MERITZ Securities noted that Korea Electric Power Corporation's first quarter earnings fell short of market expectations (consensus), but net profit improved significantly due to dividends received from subsidiaries. The target price was raised by 17% from the previous 25,750 won to 35,000 won, and the investment opinion was maintained as 'buy.'

A Korea Electric Power Corporation branch in Seoul./Courtesy of News1

KEPCO's consolidated operating profit for the first quarter was 3.75 trillion won, up 15.5% compared to the previous year. However, coal generation decreased by 22%, and the coal utilization rate also fell by 11.5%, leading to results below the consensus of 3.9 trillion won. The increase in the settlement adjustment coefficient also contributed to higher electricity purchase costs than expected.

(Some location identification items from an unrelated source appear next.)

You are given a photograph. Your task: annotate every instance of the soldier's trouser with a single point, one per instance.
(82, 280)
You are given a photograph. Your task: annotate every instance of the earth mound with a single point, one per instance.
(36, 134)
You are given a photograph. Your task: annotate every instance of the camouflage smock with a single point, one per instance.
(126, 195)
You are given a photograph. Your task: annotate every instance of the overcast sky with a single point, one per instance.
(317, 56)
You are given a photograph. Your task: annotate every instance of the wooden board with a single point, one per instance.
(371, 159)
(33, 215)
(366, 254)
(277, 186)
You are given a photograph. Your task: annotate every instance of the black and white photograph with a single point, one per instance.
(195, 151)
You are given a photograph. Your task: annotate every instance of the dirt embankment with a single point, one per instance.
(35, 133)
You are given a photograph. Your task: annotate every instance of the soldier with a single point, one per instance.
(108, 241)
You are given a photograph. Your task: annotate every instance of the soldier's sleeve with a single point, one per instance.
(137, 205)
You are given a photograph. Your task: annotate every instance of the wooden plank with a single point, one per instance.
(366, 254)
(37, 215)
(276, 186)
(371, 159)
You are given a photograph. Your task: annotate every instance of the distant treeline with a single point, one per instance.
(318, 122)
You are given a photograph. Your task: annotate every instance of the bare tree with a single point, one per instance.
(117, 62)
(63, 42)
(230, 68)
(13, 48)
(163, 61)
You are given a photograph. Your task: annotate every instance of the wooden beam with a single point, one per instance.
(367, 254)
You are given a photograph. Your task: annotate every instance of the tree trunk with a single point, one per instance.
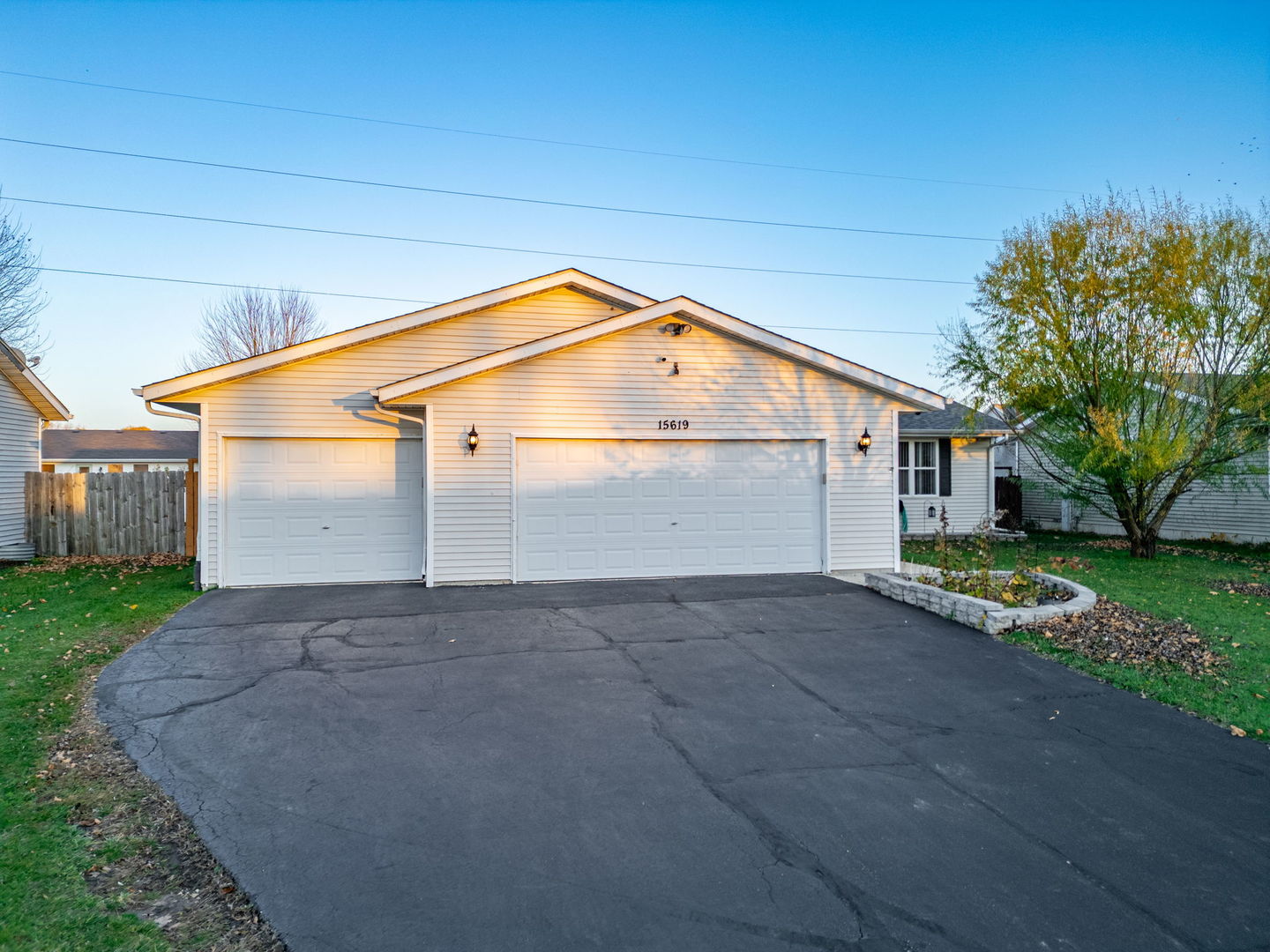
(1142, 544)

However, net profit recorded 2.8 trillion won, a 376% surge compared to the previous year. The net profit significantly increased due to dividend revenue of 1.8 trillion won received from subsidiaries. Last year's first quarter dividend revenue remained at around 100 billion won.

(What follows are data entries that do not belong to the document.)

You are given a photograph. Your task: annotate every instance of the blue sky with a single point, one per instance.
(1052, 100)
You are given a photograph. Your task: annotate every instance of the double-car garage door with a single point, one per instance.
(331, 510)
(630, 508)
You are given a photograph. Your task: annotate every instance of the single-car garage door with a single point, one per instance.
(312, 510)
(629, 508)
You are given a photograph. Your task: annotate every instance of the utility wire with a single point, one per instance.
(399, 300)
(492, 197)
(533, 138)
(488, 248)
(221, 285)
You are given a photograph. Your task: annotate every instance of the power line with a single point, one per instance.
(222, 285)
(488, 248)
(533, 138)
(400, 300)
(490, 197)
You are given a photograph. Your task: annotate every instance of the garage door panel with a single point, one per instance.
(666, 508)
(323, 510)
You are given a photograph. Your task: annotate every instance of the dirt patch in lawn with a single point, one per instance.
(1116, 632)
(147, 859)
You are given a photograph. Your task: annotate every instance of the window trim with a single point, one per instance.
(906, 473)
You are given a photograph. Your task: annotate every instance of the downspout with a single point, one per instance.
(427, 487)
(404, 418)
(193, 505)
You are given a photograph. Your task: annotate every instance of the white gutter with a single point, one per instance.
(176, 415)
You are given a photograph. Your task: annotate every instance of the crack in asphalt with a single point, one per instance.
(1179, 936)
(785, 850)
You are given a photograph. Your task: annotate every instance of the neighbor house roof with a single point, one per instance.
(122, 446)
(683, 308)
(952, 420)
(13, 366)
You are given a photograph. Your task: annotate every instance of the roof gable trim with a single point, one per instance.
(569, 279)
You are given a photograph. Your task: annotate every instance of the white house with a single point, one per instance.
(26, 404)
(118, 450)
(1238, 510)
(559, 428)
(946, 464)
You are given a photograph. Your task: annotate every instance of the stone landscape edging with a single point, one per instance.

Mungyeong-won, a researcher at MERITZ Securities, said, "Since dividends are based on separate net profit, this is a positive change," adding, "The completion of the 1st and 2nd phases of the Donghaean-Shingapyeong high-voltage direct current transmission (HVDC) is expected next year, easing transmission constraints."

He also noted, "Assuming KEPCO's dividend payout ratio is 20%, the anticipated dividend per share (DPS) this year is projected to be 1,900 won, with a dividend yield of 7.4%. If the visibility of dividends increases as we move into the second half of the year, a gradual increase in multiples can also be expected."